Pipeline growth is not keeping up with the increasing dependence of the electric industry on natural gas, and most of the gas-fired capacity lacks firm-fuel contracts.

And while most of the coal-fired generation that helped prevent disaster in 2014 will remain in operation for the coming winter, an estimated 15,000 MW will be gone by winter 2016/17. PJM said plants scheduled for retirement had outage rates of 40% to 50% because of a lack of operations and maintenance spending.

Meanwhile, RTOs aren’t sure they’ll be able to count on demand response in the future as a result of the D.C. Circuit Court of Appeals’ decision throwing out FERC Order 745. (See Awaiting FERC Action, PJM Floats ‘Trial Balloon’ on DR Post-EPSA.)

FERC Commissioner Philip Moeller has been vocal about his concerns, saying grid operators have to assume the coming winter will be as bad as last year’s. He has called for exposing consumers to real-time prices as a way to reduce peak-demand stresses — a call that few state regulators have rushed to embrace.

“I think we should brace ourselves, particularly after the AccuWeather forecast from yesterday,” Moeller said at last week’s commission meeting.

AccuWeather’s annual winter forecast, released Oct. 15, predict a polar vortex will occasionally return to the Northeast in January and February, although the cold is not expected to be as prolonged. Higher-than-normal snow totals are forecast west of the I-95 corridor. The forecast predicts the Midwest will see below-normal snowfall and temperatures as much as 7 degrees warmer than last year.

“This winter was an example of the very thing that keeps me up at night,” Donald Schneider, president of FirstEnergy Solutions, told a FERC technical conference in April. “How did we, as regulators and operators responsible for keeping the lights and heat on for our customers, get to a place where we were nearly 500 MW away from depleting all synchronized reserves on the [PJM] system?”

In a June article in Public Utilities Fortnightly, ICF consultant Judah Rose warned that last winter might be a harbinger of a “new normal.”

“What the polar vortex brought to light is that we have had a distorted view of system capacity due to market rules and regulatory assumptions from [FERC] that have failed to properly value (or consider) reliability,” he wrote.

In addition to challenges wrought by the shift from coal to natural gas, Rose blames what he calls “overly optimistic expectations” for the winter contributions of demand response and renewables.

In addition to raising reliability concerns, last winter also boosted costs dramatically. Because of gas purchasing schedules, PJM was forced to run high-cost gas generators through the entire Martin Luther King Jr. holiday weekend to ensure their availability the following Tuesday morning. The combination of heating and power demand led to spikes in gas and electricity prices, forcing a few retail marketers into default and quadrupling bills for many retail electric customers with variable rate plans.

“Last winter, reliability was sustained but at very high cost,” FERC Chairman Cheryl LaFleur said last week.

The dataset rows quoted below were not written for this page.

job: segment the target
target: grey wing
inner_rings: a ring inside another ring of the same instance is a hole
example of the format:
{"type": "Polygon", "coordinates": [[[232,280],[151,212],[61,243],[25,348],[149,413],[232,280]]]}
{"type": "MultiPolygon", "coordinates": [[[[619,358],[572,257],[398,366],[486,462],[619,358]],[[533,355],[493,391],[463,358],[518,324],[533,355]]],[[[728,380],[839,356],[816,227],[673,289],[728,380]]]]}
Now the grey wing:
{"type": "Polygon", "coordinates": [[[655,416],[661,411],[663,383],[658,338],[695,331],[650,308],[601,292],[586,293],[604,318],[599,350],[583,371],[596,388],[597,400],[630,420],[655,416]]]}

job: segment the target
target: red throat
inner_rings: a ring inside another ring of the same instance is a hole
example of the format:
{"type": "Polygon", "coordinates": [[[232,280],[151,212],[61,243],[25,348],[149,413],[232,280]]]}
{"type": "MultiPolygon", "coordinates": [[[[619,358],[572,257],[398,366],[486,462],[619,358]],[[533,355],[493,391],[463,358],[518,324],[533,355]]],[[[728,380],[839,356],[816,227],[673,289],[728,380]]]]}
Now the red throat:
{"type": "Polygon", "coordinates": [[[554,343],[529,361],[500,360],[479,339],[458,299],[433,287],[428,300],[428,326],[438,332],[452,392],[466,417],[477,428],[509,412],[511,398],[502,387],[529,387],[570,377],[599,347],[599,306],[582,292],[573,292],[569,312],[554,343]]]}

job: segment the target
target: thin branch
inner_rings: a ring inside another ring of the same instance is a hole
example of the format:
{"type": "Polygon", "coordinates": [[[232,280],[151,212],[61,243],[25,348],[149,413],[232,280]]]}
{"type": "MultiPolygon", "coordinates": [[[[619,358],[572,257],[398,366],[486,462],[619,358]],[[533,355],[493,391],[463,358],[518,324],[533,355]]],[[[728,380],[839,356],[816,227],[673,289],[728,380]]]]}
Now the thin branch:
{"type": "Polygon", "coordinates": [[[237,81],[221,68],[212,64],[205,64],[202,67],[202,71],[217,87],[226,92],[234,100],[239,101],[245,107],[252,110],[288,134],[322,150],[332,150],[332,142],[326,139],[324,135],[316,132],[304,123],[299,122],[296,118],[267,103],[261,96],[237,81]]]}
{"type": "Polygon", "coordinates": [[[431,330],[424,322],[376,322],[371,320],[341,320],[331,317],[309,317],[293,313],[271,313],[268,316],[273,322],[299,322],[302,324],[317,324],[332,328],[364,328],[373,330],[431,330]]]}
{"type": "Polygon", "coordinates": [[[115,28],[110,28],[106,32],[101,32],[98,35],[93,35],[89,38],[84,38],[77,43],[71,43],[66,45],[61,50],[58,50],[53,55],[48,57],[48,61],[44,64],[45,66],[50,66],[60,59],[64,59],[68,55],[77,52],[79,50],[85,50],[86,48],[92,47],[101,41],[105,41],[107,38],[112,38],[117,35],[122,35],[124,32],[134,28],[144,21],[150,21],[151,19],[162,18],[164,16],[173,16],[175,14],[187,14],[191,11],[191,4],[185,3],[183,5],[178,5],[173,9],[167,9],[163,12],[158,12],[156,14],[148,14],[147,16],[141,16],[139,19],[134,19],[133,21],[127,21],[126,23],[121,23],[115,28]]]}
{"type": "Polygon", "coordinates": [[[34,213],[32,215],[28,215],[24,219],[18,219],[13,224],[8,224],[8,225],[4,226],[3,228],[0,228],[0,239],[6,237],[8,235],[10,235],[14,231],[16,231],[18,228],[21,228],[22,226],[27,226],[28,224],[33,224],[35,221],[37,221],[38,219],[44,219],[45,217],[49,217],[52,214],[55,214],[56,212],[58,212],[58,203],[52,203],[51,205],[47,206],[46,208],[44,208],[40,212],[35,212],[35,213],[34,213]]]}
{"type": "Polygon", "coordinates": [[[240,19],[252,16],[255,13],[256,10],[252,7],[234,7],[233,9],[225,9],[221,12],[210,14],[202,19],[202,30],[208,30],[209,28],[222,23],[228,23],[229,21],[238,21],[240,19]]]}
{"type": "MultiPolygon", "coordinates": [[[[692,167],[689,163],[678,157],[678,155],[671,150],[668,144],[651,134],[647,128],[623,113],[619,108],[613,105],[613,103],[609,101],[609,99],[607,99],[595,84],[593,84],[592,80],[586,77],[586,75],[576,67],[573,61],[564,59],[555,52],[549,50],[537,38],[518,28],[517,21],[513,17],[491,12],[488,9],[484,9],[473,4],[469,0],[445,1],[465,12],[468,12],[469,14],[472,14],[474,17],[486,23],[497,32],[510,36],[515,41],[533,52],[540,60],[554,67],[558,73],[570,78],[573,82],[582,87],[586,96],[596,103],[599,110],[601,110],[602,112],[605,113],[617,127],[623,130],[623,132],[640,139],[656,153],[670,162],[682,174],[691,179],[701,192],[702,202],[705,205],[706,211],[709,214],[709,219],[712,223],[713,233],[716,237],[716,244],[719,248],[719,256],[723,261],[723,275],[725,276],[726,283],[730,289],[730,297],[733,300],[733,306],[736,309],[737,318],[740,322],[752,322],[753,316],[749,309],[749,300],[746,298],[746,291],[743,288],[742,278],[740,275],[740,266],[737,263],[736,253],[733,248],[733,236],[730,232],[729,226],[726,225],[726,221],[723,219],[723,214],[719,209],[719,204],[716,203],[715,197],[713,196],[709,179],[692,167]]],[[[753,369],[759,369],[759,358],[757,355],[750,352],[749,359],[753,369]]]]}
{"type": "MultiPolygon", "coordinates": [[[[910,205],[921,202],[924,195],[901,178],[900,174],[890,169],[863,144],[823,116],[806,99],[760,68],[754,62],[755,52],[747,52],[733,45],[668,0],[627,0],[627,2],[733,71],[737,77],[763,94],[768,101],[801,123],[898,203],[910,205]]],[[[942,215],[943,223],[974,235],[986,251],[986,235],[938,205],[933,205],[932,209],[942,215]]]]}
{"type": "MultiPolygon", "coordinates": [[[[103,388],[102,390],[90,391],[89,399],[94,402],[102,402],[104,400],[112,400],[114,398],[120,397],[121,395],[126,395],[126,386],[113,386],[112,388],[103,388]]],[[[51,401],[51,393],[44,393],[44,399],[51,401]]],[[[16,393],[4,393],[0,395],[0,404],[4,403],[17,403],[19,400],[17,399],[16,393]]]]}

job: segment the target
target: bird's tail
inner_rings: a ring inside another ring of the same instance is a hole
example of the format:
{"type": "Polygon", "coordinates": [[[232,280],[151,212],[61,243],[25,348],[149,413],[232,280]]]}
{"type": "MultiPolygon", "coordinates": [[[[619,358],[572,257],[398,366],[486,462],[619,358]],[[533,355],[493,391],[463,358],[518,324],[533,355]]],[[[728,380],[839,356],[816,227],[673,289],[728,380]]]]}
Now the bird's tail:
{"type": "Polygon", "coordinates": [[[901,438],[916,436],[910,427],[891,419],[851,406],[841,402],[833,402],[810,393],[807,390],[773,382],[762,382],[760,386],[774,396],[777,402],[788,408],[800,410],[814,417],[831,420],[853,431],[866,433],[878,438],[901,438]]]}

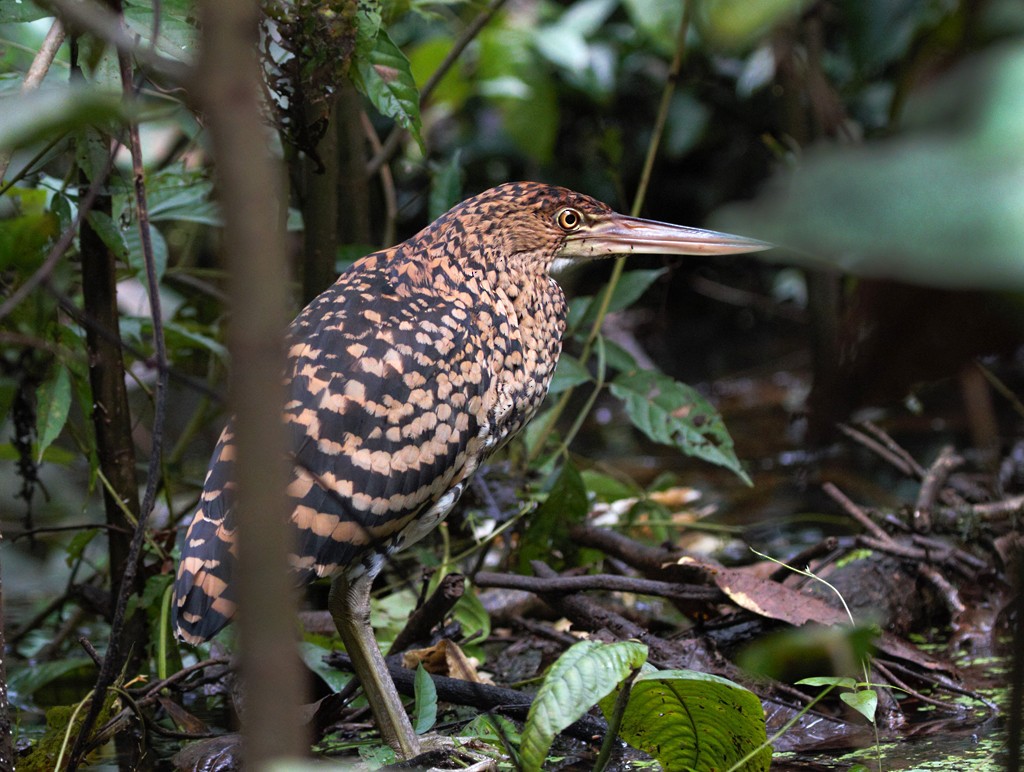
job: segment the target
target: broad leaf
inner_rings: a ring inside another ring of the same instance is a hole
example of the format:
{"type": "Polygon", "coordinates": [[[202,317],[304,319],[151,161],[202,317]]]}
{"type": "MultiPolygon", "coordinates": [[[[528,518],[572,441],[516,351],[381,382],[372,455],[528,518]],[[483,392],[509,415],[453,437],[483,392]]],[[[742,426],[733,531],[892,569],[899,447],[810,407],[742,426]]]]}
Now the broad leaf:
{"type": "Polygon", "coordinates": [[[60,435],[71,410],[71,372],[60,363],[54,370],[53,376],[39,389],[36,409],[36,436],[39,437],[37,461],[43,460],[43,452],[60,435]]]}
{"type": "MultiPolygon", "coordinates": [[[[612,694],[601,700],[608,716],[612,694]]],[[[648,671],[633,682],[620,736],[665,769],[761,772],[771,764],[765,714],[757,695],[738,684],[694,671],[648,671]]]]}
{"type": "Polygon", "coordinates": [[[699,392],[664,373],[623,373],[611,382],[633,424],[655,442],[674,445],[735,472],[750,484],[722,417],[699,392]]]}
{"type": "MultiPolygon", "coordinates": [[[[668,268],[640,268],[637,270],[629,270],[623,273],[622,277],[618,280],[618,284],[615,285],[615,289],[611,291],[611,300],[608,301],[608,313],[614,313],[615,311],[621,311],[624,308],[629,308],[635,302],[637,302],[640,297],[647,291],[657,278],[665,274],[668,268]]],[[[582,333],[590,331],[590,328],[594,324],[594,319],[597,318],[597,309],[600,307],[603,301],[604,290],[599,292],[590,302],[587,303],[586,307],[579,305],[573,306],[574,313],[569,315],[569,328],[572,330],[579,330],[582,333]]]]}
{"type": "Polygon", "coordinates": [[[642,643],[581,641],[558,657],[534,698],[522,730],[522,769],[544,767],[560,731],[579,720],[647,659],[642,643]]]}
{"type": "Polygon", "coordinates": [[[519,570],[531,560],[551,560],[552,549],[568,548],[568,527],[587,516],[587,488],[580,471],[566,461],[544,504],[529,518],[519,548],[519,570]]]}
{"type": "Polygon", "coordinates": [[[879,694],[874,689],[845,691],[839,695],[839,698],[872,724],[874,723],[874,711],[879,706],[879,694]]]}
{"type": "Polygon", "coordinates": [[[356,89],[377,111],[406,129],[424,149],[420,124],[420,92],[406,54],[380,30],[367,56],[352,71],[356,89]]]}
{"type": "Polygon", "coordinates": [[[417,734],[425,734],[437,721],[437,688],[422,662],[416,669],[414,688],[413,729],[417,734]]]}

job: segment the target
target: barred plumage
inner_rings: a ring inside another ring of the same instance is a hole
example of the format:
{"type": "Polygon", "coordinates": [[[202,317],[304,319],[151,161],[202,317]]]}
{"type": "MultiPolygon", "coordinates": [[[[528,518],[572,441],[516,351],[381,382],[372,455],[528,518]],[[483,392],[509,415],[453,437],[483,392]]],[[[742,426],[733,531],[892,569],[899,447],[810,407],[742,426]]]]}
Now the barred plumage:
{"type": "MultiPolygon", "coordinates": [[[[387,554],[444,518],[480,463],[543,401],[565,328],[552,263],[765,247],[624,217],[561,187],[509,183],[357,261],[292,324],[292,566],[299,581],[337,577],[339,632],[385,739],[402,755],[418,745],[397,694],[389,681],[367,683],[382,664],[360,629],[370,584],[387,554]]],[[[177,634],[190,643],[234,613],[233,463],[228,425],[175,583],[177,634]]]]}

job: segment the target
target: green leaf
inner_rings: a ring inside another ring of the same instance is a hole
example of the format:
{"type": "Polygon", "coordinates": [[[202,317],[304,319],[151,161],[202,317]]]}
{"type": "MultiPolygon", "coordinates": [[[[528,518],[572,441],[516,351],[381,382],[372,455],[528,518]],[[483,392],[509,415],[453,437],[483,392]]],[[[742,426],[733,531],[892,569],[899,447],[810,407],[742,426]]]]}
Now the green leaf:
{"type": "Polygon", "coordinates": [[[857,682],[846,676],[813,676],[797,682],[797,686],[838,686],[841,689],[856,689],[857,682]]]}
{"type": "Polygon", "coordinates": [[[426,152],[420,123],[420,92],[409,69],[409,59],[384,30],[373,48],[359,56],[352,82],[377,111],[406,129],[426,152]]]}
{"type": "Polygon", "coordinates": [[[551,560],[553,549],[569,549],[568,528],[587,516],[587,488],[571,461],[562,465],[544,504],[529,518],[519,547],[519,570],[531,560],[551,560]]]}
{"type": "Polygon", "coordinates": [[[85,86],[40,88],[0,99],[0,147],[13,149],[126,118],[121,94],[85,86]]]}
{"type": "MultiPolygon", "coordinates": [[[[660,276],[665,275],[667,270],[668,268],[640,268],[637,270],[628,270],[623,273],[618,280],[618,284],[615,285],[615,289],[611,291],[611,300],[608,301],[607,312],[614,313],[624,308],[629,308],[640,299],[647,291],[647,288],[654,284],[660,276]]],[[[577,326],[573,329],[579,329],[584,333],[590,332],[594,319],[597,318],[597,309],[601,304],[604,292],[602,290],[595,296],[594,300],[587,306],[587,309],[578,319],[577,326]]]]}
{"type": "Polygon", "coordinates": [[[26,668],[12,668],[13,672],[7,679],[10,701],[14,704],[25,704],[30,695],[47,684],[77,671],[88,673],[94,669],[93,661],[84,656],[54,659],[49,662],[35,662],[26,668]]]}
{"type": "Polygon", "coordinates": [[[839,695],[839,698],[869,722],[874,723],[874,711],[879,706],[879,695],[874,689],[845,691],[839,695]]]}
{"type": "Polygon", "coordinates": [[[128,245],[125,243],[125,235],[109,214],[90,209],[85,219],[115,258],[118,260],[128,259],[128,245]]]}
{"type": "MultiPolygon", "coordinates": [[[[145,255],[142,253],[142,231],[138,223],[132,223],[131,227],[125,228],[122,232],[124,244],[127,247],[128,265],[135,277],[145,287],[146,272],[145,255]]],[[[157,284],[160,284],[167,270],[167,241],[164,239],[164,234],[152,224],[150,225],[150,245],[153,248],[153,267],[157,272],[157,284]]]]}
{"type": "Polygon", "coordinates": [[[766,239],[785,248],[775,259],[812,267],[1024,289],[1024,45],[967,58],[908,102],[897,136],[810,151],[713,226],[766,239]]]}
{"type": "Polygon", "coordinates": [[[36,461],[43,460],[43,452],[60,435],[68,423],[71,410],[71,371],[57,363],[53,375],[39,389],[36,408],[36,436],[39,438],[36,461]]]}
{"type": "Polygon", "coordinates": [[[647,659],[642,643],[580,641],[551,666],[534,698],[522,730],[522,769],[544,767],[560,731],[579,720],[647,659]]]}
{"type": "MultiPolygon", "coordinates": [[[[614,696],[601,701],[605,716],[614,696]]],[[[738,769],[761,772],[771,764],[764,709],[757,695],[727,679],[694,671],[638,676],[618,734],[657,759],[664,769],[729,769],[755,750],[738,769]]]]}
{"type": "Polygon", "coordinates": [[[490,637],[490,614],[472,588],[459,598],[455,608],[452,609],[452,618],[462,628],[462,634],[465,636],[465,640],[462,641],[463,648],[481,643],[490,637]]]}
{"type": "Polygon", "coordinates": [[[696,389],[649,370],[623,373],[610,389],[623,400],[633,424],[655,442],[723,466],[751,484],[722,417],[696,389]]]}
{"type": "Polygon", "coordinates": [[[434,168],[430,179],[430,202],[427,207],[431,221],[436,220],[462,199],[462,154],[456,151],[447,163],[434,168]]]}
{"type": "Polygon", "coordinates": [[[34,270],[59,225],[59,217],[46,211],[46,190],[7,190],[0,197],[0,268],[34,270]]]}
{"type": "Polygon", "coordinates": [[[422,662],[416,668],[414,689],[413,729],[417,734],[425,734],[437,721],[437,688],[422,662]]]}
{"type": "Polygon", "coordinates": [[[578,358],[569,354],[562,354],[558,357],[558,367],[555,368],[555,375],[551,379],[548,393],[560,394],[566,389],[574,389],[591,380],[590,371],[578,358]]]}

Maryland Public Service Commissioner Lawrence Brenner is among those who cautions against responding to the challenges with a pipeline- and generation-building spree, saying reliability needs must be balanced against costs. Instead, he said RTOs should redouble their efforts to improve the coordination of energy and capacity across seams.

Winter Reliability Standard?

A commission review of the 2011 Southwest cold snap recommended the North American Electric Reliability Corp. consider a winter reliability standard.

Although NERC has issued winter readiness guidelines, FERC staff told the commission last week that “there has not been any movement on new standards.”

Asked in a press conference after the commission meeting whether she supports a winter standard, LaFleur also cited cost concerns. “I’d want to think about it a little more before I take a position,” she said.